Once air potato, locally known as ‘Adathappu’, was a common item in Kerala cuisine. Though it faded into memory later, the air potato is having a re-entry to the Malayali’s kitchen now. The hillside farms have started to give a special place for air potato, which belongs to the yam family. Half a century ago, air potato used to enjoy the present status of potato. But, now it can be found only in the house compounds of migrated farmers.

Air potato is much similar to the yam and other crops that grows as vines on trees or trellis. Its leaves also are similar. The vine grows around the supporting pillar or tree in clockwise. The air potato grows on the vine. The potatoes may weigh from 100 gm to 1.5 kg. The tuber of the plant also can be used, which is larger in size like yam.

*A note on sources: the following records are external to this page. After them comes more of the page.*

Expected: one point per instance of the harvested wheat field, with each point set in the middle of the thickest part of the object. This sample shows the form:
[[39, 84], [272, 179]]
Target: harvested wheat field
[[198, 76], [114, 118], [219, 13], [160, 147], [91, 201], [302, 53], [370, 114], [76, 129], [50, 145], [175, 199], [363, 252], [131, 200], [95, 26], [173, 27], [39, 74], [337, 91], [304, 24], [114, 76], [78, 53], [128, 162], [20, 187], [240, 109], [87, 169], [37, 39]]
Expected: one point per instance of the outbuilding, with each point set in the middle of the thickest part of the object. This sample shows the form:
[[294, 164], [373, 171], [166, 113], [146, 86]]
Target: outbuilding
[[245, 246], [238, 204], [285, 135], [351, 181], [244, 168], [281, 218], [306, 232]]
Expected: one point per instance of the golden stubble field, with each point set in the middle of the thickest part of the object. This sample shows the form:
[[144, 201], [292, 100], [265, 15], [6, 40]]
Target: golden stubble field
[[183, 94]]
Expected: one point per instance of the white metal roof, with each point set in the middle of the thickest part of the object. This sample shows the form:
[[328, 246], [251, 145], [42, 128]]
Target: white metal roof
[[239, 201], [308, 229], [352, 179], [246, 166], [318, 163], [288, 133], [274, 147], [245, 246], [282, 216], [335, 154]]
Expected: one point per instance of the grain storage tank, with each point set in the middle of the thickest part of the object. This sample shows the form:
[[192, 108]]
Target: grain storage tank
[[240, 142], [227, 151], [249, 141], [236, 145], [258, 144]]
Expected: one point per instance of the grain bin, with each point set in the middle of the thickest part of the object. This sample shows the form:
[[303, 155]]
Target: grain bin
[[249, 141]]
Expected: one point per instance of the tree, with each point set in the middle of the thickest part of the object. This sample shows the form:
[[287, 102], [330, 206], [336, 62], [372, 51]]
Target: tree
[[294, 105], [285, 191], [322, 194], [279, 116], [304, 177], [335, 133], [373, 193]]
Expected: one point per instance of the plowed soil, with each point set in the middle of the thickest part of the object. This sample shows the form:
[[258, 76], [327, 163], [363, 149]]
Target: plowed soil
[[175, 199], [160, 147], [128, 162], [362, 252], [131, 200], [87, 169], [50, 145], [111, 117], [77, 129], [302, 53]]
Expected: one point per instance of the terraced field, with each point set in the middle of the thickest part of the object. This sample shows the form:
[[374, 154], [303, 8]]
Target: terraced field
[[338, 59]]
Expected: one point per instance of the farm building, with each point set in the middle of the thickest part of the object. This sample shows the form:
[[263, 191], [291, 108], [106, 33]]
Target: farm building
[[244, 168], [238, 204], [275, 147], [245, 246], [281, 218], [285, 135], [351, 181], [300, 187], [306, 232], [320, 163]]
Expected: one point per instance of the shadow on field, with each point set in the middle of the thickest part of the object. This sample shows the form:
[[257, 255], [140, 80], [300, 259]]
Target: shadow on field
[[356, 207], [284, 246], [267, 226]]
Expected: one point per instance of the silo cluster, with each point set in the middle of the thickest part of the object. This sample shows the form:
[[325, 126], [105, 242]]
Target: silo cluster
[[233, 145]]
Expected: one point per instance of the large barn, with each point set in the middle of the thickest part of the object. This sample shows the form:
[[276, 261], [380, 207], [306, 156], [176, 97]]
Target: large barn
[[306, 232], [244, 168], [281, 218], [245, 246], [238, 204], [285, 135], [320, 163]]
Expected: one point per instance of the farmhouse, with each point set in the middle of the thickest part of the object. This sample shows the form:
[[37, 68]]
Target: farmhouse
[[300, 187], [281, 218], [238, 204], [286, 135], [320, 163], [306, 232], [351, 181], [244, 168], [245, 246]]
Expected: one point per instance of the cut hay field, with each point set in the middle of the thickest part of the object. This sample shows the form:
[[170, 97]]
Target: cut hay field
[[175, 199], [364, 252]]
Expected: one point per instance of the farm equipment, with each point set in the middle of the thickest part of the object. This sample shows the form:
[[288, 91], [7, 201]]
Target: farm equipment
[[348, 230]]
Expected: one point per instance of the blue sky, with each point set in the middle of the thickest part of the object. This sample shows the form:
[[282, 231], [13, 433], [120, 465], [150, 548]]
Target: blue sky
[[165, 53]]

Fully ripe air potatoes tend to fall off the vine. Since it has a two-month period of hibernation, the crop is not sown soon after harvesting. Farming starts after the potatoes sprout. About 20 kg air potato can be harvested from one vine. The high-yielding period is during the months of November and December.

Air potatoes are rich source of carbohydrate, protein and calcium. It is an ideal diet for the diabetic patients. The plant’s scientific name is Dioscorea Bulbifera. It is commonly known as air yam, bitter yam, cheeky yam and potato yam. Air potato was used as a medicine for knee joint pain. Since this is a season of organic farming, air potato also is trending.